Kita memperoleh apa yang kita inginkan melalui negosiasi. Mulai dari bangun pagi, mungkin kita harus mengambil kesepakatan siapa yang harus menggunakan kamar mandi terlebih dahulu, kemudian apakah sopir harus mengantar isteri anda atau anda terlebih dahulu. Demikian pula di kantor misalnya kita melakukan negosiasi dalam rapat direksi, rapat staf, bahkan untuk menentukan di mana akan makan siang kita harus bernegosiasi dengan rekan sekerja kita.
Jadi kita semua pada dasarnya adalah negosiator. Beberapa dari kita melakukannya dengan baik, sedangkan sebagian lagi tidak pernah memenangkan negosiasi. Sebagian kita hanya menjadi pengikut atau selalu mengikuti dan mengakomodasi kepentingan orang lain. Negosiasi dilakukan oleh semua manusia yang berinteraksi dengan manusia lainnya. Mulai dari anak kecil sampai orang tua, semua lapisan dari kalangan sosial terbawah sampai dengan kaum elit di kalangan atas.

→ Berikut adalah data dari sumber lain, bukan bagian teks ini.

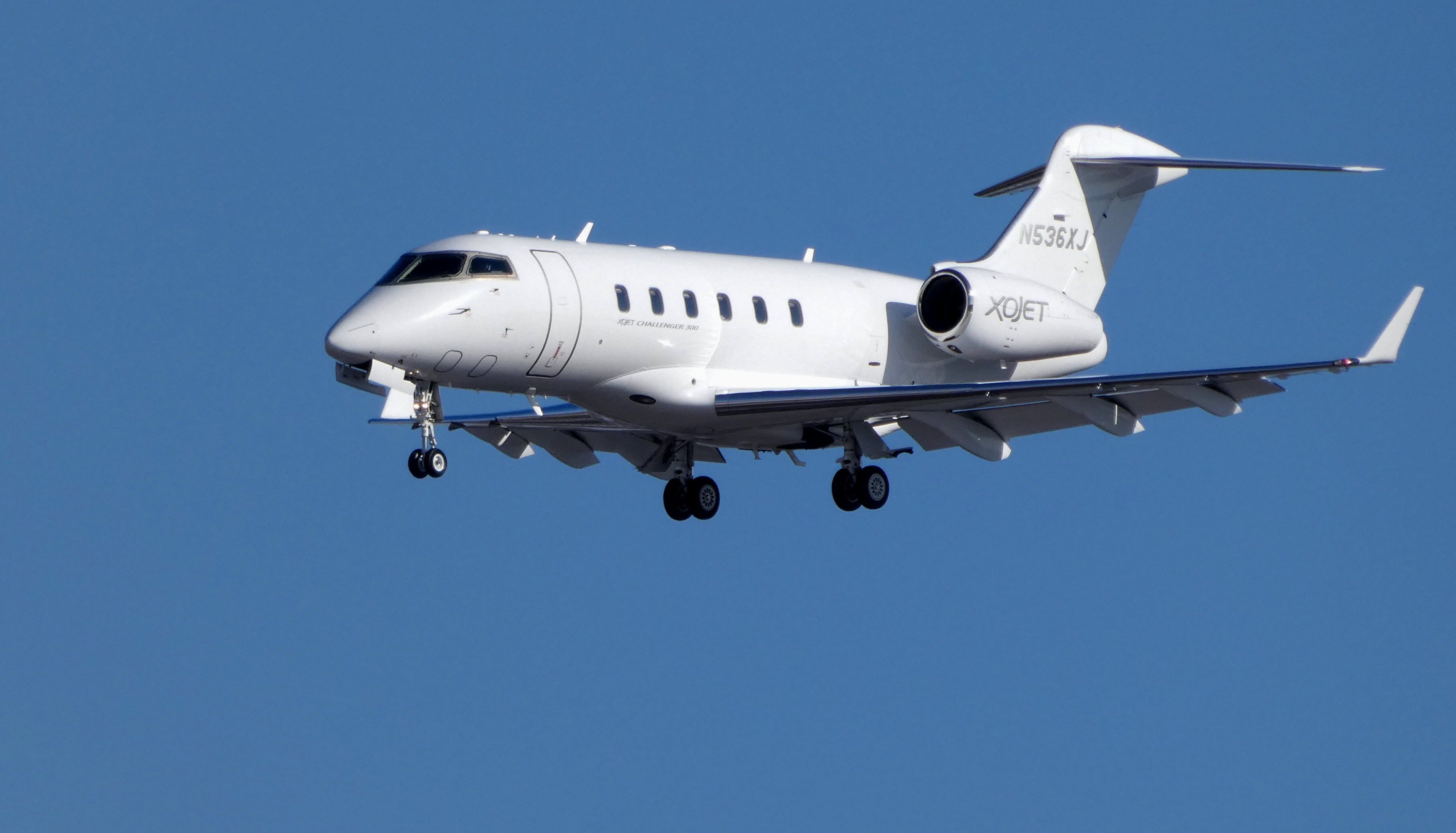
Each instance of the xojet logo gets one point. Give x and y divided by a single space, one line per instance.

Negosiasi dilakukan mulai dari rumah, sekolah, kantor, dan semua aspek kehidupan kita. Oleh karena itu penting bagi kita dalam rangka mengembangkan dan mengelola diri (manajemen diri), untuk dapat memahami dasar-dasar, prinsip dan teknik-teknik bernegosiasi sehingga kita dapat melakukan negosiasi serta membangun relasi yang jauh lebih efektif dan lebih baik dengan siapa saja.
Kita bernegosiasi dengan siapa saja, mulai dari isteri atau suami, anak, orang tua, bos kita, teman dan relasi bisnis. Dan kegiatan negosiasi kita lakukan setiap saat setiap hari. Negosiasi dapat berupa apa saja – gaji kita, mobil dan rumah yang kita beli, biaya servis mobil, biaya liburan keluarga, dan sebagainya.
Negosiasi terjadi ketika kita melihat bahwa orang lain memiliki atau menguasai sesuatu yang kita inginkan. Tetapi sekedar menginginkan tidak cukup. Kita harus melakukan negosiasi untuk mendapatkan apa yang kita inginkan dari pihak lain yang memilikinya dan yang juga mempunyai keinginan atas sesuatu yang kita miliki. Sedangkan agar negosiasi dapat terjadi dengan sukses, kita harus juga bersiap untuk memberikan atau merelakan sesuatu yang bernilai yang dapat kita tukar dengan sesuatu yang kita inginkan tersebut.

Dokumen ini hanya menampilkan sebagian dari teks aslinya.